CSI: Visual Studio - Unable to translate Unicode character at index X to specified code page
A customer emailed me a weird one. I tend to have a sense for when something is up and when an obscure thing will turn into something interesting.
The person says:
...mysteriously most of my projects refuse to build. "The build stopped unexpectedly because of an internal failure... something about unicode... blah blah"
There are a few messages out there on the web about it -- even a really old hot fix. What's the best way to proceed with the VS team / MS? Is there anyone actively interested in glitches like this?
My spidey-sense is tingling. First, when something says "internal failure" it means some fundamental expectation wasn't met. Garbage in perhaps? He says "most of my projects" which implies it's not a specific project. There's also the sense that this is a "suddenly things stopped working" type thing. Presumably it worked before.
I say:
"Have you checked all the source files to make sure one isn't filled with Unicode nulls or something?"

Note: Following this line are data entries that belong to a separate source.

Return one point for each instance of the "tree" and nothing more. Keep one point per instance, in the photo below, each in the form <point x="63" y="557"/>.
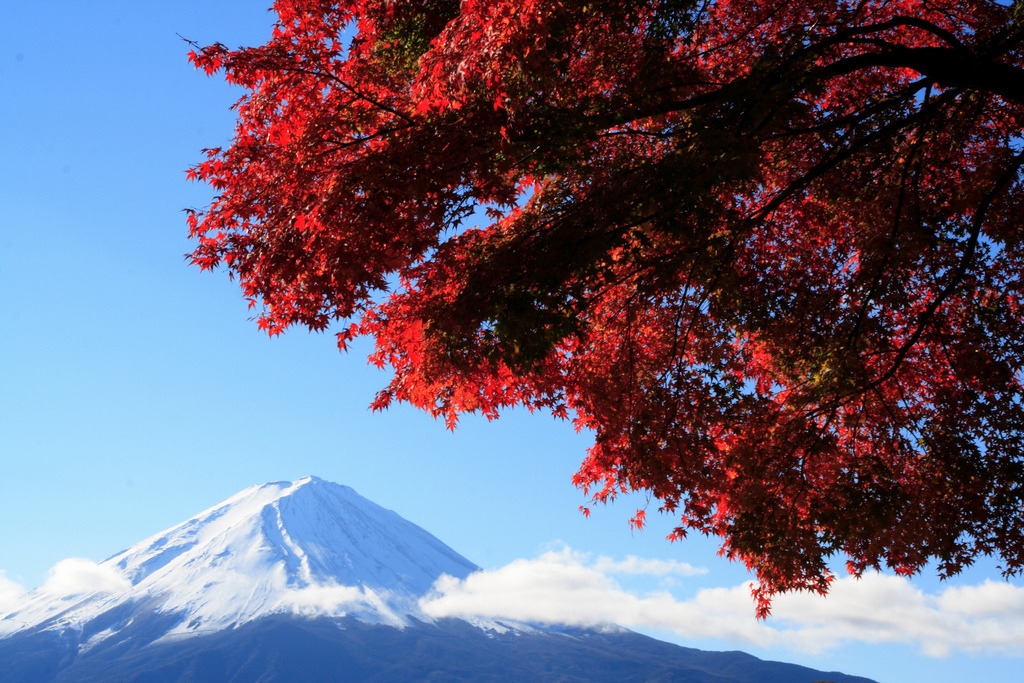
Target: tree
<point x="770" y="252"/>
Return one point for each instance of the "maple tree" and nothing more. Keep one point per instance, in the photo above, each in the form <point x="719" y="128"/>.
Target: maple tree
<point x="768" y="251"/>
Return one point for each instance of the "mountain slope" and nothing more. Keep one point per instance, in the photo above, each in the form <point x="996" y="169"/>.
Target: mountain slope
<point x="310" y="547"/>
<point x="308" y="581"/>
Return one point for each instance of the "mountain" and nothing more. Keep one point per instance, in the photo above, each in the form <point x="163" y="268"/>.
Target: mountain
<point x="309" y="581"/>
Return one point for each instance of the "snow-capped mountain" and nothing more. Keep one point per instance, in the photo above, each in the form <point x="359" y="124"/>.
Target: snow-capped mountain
<point x="309" y="547"/>
<point x="309" y="581"/>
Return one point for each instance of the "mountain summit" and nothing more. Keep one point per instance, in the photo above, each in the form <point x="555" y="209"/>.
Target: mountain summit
<point x="308" y="547"/>
<point x="309" y="581"/>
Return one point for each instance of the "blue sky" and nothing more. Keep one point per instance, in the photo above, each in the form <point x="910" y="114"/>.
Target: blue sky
<point x="135" y="391"/>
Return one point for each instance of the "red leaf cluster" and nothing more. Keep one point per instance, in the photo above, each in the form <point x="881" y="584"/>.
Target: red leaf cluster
<point x="769" y="252"/>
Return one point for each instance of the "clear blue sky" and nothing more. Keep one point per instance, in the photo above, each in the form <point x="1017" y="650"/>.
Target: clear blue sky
<point x="135" y="391"/>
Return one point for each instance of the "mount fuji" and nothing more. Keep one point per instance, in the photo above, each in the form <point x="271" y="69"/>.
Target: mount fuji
<point x="307" y="581"/>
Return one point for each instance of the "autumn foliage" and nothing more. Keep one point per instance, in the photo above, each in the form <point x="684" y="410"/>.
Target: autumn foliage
<point x="769" y="252"/>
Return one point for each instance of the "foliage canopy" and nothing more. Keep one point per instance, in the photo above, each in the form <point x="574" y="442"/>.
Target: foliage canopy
<point x="770" y="252"/>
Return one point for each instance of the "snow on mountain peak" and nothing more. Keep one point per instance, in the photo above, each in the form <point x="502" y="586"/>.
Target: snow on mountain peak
<point x="308" y="547"/>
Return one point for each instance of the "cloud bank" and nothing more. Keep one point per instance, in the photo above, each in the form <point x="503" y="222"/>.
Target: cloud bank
<point x="565" y="588"/>
<point x="77" y="575"/>
<point x="10" y="593"/>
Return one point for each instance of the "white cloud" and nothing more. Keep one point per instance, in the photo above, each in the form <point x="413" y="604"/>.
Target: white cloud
<point x="10" y="593"/>
<point x="639" y="565"/>
<point x="561" y="587"/>
<point x="77" y="575"/>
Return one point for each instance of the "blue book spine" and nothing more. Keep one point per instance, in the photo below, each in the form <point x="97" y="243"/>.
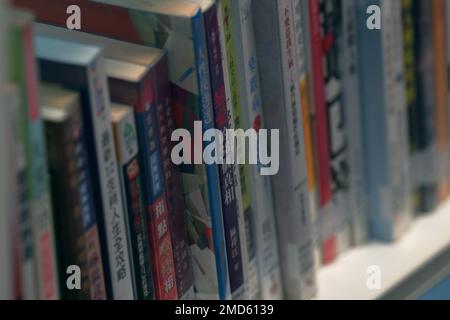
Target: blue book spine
<point x="226" y="172"/>
<point x="384" y="120"/>
<point x="372" y="93"/>
<point x="207" y="118"/>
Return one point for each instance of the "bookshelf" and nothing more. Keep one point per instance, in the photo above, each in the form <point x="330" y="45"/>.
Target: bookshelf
<point x="409" y="267"/>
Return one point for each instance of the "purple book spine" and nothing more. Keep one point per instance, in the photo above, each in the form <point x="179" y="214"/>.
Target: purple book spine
<point x="173" y="185"/>
<point x="226" y="172"/>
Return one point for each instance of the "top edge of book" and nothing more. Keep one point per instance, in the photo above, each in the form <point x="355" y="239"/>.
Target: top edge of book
<point x="205" y="5"/>
<point x="124" y="70"/>
<point x="120" y="112"/>
<point x="112" y="48"/>
<point x="57" y="103"/>
<point x="65" y="51"/>
<point x="18" y="17"/>
<point x="174" y="7"/>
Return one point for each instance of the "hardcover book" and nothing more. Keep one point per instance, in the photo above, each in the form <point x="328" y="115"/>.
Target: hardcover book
<point x="134" y="85"/>
<point x="78" y="230"/>
<point x="11" y="162"/>
<point x="177" y="27"/>
<point x="126" y="140"/>
<point x="357" y="204"/>
<point x="40" y="276"/>
<point x="62" y="116"/>
<point x="156" y="62"/>
<point x="441" y="96"/>
<point x="274" y="35"/>
<point x="81" y="68"/>
<point x="246" y="107"/>
<point x="419" y="83"/>
<point x="384" y="112"/>
<point x="7" y="180"/>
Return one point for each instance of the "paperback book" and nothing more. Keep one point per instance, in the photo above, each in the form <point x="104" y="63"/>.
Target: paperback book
<point x="384" y="112"/>
<point x="82" y="68"/>
<point x="274" y="35"/>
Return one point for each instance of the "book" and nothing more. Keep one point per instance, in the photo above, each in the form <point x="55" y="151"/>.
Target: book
<point x="10" y="163"/>
<point x="327" y="21"/>
<point x="242" y="77"/>
<point x="327" y="245"/>
<point x="81" y="68"/>
<point x="191" y="100"/>
<point x="65" y="130"/>
<point x="157" y="62"/>
<point x="62" y="117"/>
<point x="358" y="207"/>
<point x="274" y="35"/>
<point x="40" y="276"/>
<point x="441" y="96"/>
<point x="302" y="45"/>
<point x="384" y="112"/>
<point x="164" y="24"/>
<point x="233" y="211"/>
<point x="134" y="85"/>
<point x="127" y="149"/>
<point x="418" y="57"/>
<point x="8" y="182"/>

And says no, but sends a call-stack (which is always nice when it's sent FIRST, but still):
Error 1 The build stopped unexpectedly because of an internal failure.

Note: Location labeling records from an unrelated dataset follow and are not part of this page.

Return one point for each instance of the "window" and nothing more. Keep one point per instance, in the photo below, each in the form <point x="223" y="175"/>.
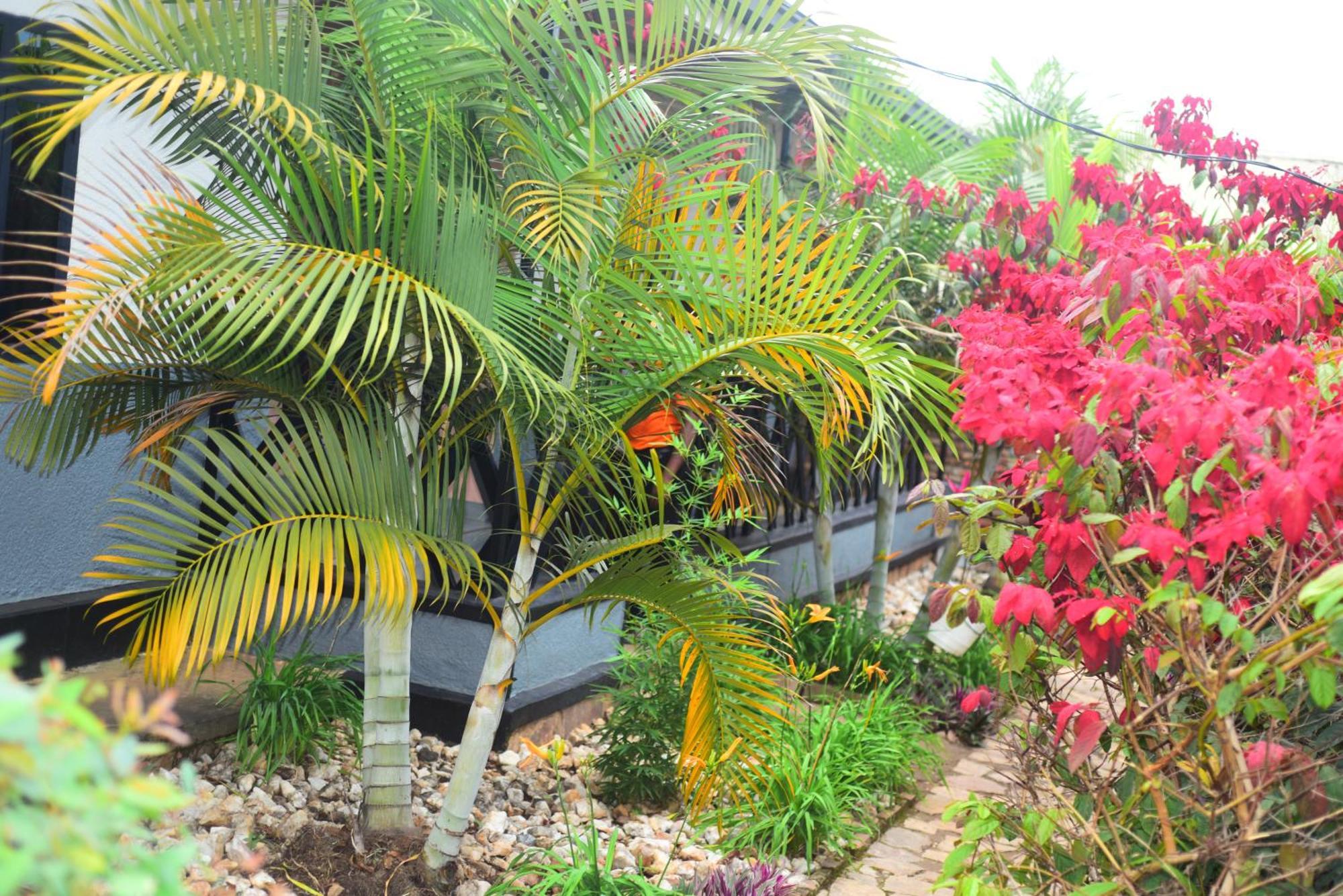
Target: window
<point x="36" y="231"/>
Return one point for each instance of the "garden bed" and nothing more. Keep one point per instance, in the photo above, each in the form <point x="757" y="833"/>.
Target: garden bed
<point x="256" y="834"/>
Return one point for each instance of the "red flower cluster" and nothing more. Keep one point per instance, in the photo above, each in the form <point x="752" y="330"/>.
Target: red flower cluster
<point x="1291" y="201"/>
<point x="1191" y="383"/>
<point x="866" y="183"/>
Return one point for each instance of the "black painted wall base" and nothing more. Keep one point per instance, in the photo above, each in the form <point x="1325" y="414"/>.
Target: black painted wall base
<point x="62" y="627"/>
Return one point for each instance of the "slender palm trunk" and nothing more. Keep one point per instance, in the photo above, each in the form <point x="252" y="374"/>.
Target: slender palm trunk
<point x="387" y="729"/>
<point x="445" y="842"/>
<point x="823" y="545"/>
<point x="950" y="554"/>
<point x="387" y="674"/>
<point x="888" y="495"/>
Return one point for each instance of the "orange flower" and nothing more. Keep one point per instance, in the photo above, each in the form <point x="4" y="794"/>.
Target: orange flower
<point x="820" y="613"/>
<point x="550" y="754"/>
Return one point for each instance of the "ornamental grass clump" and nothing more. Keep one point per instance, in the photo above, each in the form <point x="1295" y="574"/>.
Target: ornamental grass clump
<point x="1170" y="525"/>
<point x="829" y="766"/>
<point x="291" y="707"/>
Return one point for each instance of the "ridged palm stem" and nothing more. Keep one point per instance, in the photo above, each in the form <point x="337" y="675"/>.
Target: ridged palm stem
<point x="387" y="675"/>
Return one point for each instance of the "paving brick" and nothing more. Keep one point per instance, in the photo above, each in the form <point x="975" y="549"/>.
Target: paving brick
<point x="855" y="887"/>
<point x="903" y="839"/>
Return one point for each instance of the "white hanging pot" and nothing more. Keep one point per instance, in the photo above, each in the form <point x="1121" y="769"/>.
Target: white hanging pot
<point x="956" y="640"/>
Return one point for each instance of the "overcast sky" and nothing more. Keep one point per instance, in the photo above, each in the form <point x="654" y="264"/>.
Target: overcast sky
<point x="1274" y="72"/>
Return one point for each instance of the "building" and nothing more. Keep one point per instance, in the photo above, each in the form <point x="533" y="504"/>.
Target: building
<point x="50" y="525"/>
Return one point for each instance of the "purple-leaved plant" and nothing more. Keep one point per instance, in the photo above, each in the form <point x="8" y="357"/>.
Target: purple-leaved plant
<point x="755" y="881"/>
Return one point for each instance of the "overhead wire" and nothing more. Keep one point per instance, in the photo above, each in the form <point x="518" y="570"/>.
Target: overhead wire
<point x="1224" y="160"/>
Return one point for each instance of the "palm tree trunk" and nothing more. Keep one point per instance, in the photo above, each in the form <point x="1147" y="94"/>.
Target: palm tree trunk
<point x="888" y="495"/>
<point x="823" y="545"/>
<point x="387" y="673"/>
<point x="387" y="729"/>
<point x="445" y="842"/>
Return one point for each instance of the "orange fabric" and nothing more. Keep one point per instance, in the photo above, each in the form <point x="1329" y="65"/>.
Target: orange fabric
<point x="656" y="431"/>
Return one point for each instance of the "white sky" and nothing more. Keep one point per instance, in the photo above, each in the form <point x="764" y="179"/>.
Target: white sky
<point x="1272" y="68"/>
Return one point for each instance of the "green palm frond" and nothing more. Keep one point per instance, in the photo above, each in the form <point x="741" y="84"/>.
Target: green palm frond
<point x="733" y="675"/>
<point x="136" y="391"/>
<point x="785" y="302"/>
<point x="242" y="60"/>
<point x="742" y="51"/>
<point x="252" y="538"/>
<point x="404" y="60"/>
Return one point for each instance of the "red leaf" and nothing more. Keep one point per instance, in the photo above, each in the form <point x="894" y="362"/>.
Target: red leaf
<point x="1087" y="732"/>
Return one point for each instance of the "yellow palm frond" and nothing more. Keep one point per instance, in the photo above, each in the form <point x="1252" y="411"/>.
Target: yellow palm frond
<point x="327" y="511"/>
<point x="252" y="59"/>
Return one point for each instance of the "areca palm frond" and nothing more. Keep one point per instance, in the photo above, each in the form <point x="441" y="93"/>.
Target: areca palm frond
<point x="402" y="59"/>
<point x="326" y="510"/>
<point x="225" y="59"/>
<point x="780" y="299"/>
<point x="138" y="391"/>
<point x="734" y="695"/>
<point x="319" y="264"/>
<point x="616" y="54"/>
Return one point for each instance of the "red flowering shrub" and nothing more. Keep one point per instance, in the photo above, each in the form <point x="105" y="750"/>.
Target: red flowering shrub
<point x="1172" y="524"/>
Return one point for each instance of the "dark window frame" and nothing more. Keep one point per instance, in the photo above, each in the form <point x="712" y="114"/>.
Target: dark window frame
<point x="14" y="31"/>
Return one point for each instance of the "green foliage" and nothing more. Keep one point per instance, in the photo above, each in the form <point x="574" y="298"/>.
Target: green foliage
<point x="589" y="877"/>
<point x="641" y="738"/>
<point x="931" y="677"/>
<point x="582" y="870"/>
<point x="75" y="804"/>
<point x="827" y="768"/>
<point x="289" y="707"/>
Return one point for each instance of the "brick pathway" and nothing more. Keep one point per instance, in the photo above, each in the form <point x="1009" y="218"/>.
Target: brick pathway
<point x="907" y="859"/>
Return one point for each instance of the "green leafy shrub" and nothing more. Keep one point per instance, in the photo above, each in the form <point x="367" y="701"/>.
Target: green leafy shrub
<point x="934" y="678"/>
<point x="827" y="765"/>
<point x="75" y="804"/>
<point x="643" y="736"/>
<point x="584" y="868"/>
<point x="590" y="875"/>
<point x="289" y="707"/>
<point x="641" y="740"/>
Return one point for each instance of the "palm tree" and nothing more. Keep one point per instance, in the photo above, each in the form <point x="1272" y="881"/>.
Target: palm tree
<point x="432" y="224"/>
<point x="890" y="130"/>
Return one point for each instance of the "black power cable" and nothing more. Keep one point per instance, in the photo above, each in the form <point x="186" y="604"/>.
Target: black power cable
<point x="1227" y="160"/>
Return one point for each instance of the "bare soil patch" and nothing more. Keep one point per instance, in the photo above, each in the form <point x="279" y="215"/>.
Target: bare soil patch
<point x="324" y="860"/>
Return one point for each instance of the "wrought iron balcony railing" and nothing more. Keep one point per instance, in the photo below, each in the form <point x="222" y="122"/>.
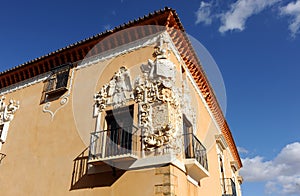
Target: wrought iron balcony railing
<point x="2" y="156"/>
<point x="195" y="149"/>
<point x="228" y="186"/>
<point x="115" y="142"/>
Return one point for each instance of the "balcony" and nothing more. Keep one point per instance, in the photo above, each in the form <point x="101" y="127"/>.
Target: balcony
<point x="228" y="186"/>
<point x="195" y="157"/>
<point x="118" y="147"/>
<point x="2" y="156"/>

System.Text.EncoderFallbackException: Unable to translate Unicode character \uD97C at index 1321 to specified code page.
at System.Text.EncoderExceptionFallbackBuffer.Fallback(Char charUnknown, Int32 index)
at System.Text.EncoderFallbackBuffer.InternalFallback(Char ch, Char*& chars)

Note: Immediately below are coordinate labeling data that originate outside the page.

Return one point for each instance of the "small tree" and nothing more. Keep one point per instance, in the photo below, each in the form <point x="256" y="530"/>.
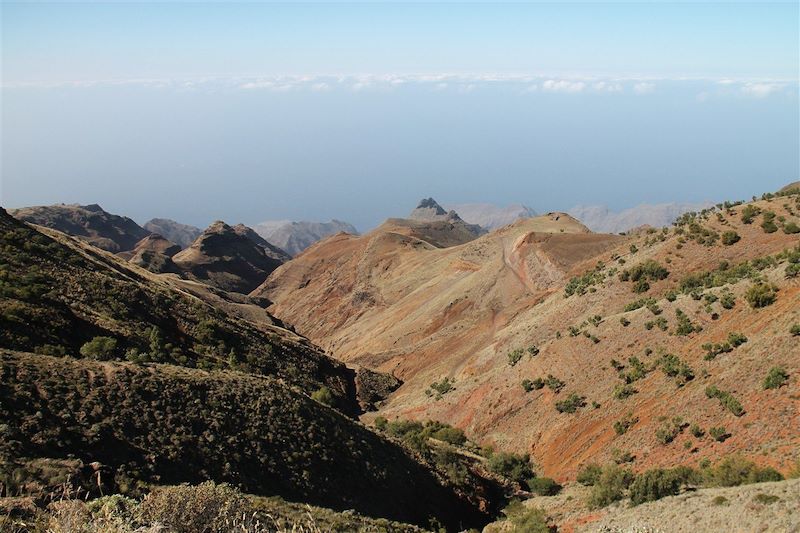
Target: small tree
<point x="761" y="295"/>
<point x="323" y="395"/>
<point x="101" y="348"/>
<point x="730" y="237"/>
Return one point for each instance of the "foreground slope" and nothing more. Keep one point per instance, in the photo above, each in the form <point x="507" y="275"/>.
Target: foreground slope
<point x="465" y="327"/>
<point x="167" y="424"/>
<point x="173" y="389"/>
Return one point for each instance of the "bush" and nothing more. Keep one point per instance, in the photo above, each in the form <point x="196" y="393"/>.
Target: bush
<point x="761" y="295"/>
<point x="718" y="433"/>
<point x="790" y="228"/>
<point x="669" y="430"/>
<point x="543" y="486"/>
<point x="511" y="466"/>
<point x="623" y="425"/>
<point x="653" y="485"/>
<point x="730" y="237"/>
<point x="776" y="378"/>
<point x="526" y="520"/>
<point x="610" y="486"/>
<point x="514" y="356"/>
<point x="324" y="396"/>
<point x="736" y="470"/>
<point x="189" y="509"/>
<point x="553" y="383"/>
<point x="100" y="348"/>
<point x="589" y="474"/>
<point x="726" y="399"/>
<point x="571" y="404"/>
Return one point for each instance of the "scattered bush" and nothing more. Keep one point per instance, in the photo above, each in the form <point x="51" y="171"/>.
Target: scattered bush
<point x="653" y="485"/>
<point x="514" y="356"/>
<point x="726" y="399"/>
<point x="730" y="237"/>
<point x="624" y="424"/>
<point x="100" y="348"/>
<point x="511" y="466"/>
<point x="544" y="486"/>
<point x="324" y="396"/>
<point x="718" y="433"/>
<point x="526" y="520"/>
<point x="685" y="326"/>
<point x="776" y="378"/>
<point x="735" y="470"/>
<point x="610" y="486"/>
<point x="571" y="404"/>
<point x="589" y="474"/>
<point x="553" y="383"/>
<point x="761" y="295"/>
<point x="189" y="509"/>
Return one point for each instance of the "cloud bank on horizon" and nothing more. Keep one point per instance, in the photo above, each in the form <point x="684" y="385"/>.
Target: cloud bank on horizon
<point x="249" y="112"/>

at System.Text.UTF8Encoding.GetByteCount(Char* chars, Int32 count, EncoderNLS baseEncoder)
at System.Text.UTF8Encoding.GetByteCount(String chars)
at System.IO.BinaryWriter.Write(String value)
at Microsoft.Build.BackEnd.NodePacketTranslator.NodePacketWriteTranslator.TranslateDictionary(Dictionary`2& dictionary, IEqualityComparer`1 comparer)
at Microsoft.Build.Execution.BuildParameters.Microsoft.Build.BackEnd.INodePacketTranslatable.Translate(INodePacketTranslator translator)
at Microsoft.Build.BackEnd.NodePacketTranslator.NodePacketWriteTranslator.Translate[T](T& value, NodePacketValueFactory`1 factory)
at Microsoft.Build.BackEnd.NodeConfiguration.Translate(INodePacketTranslator translator)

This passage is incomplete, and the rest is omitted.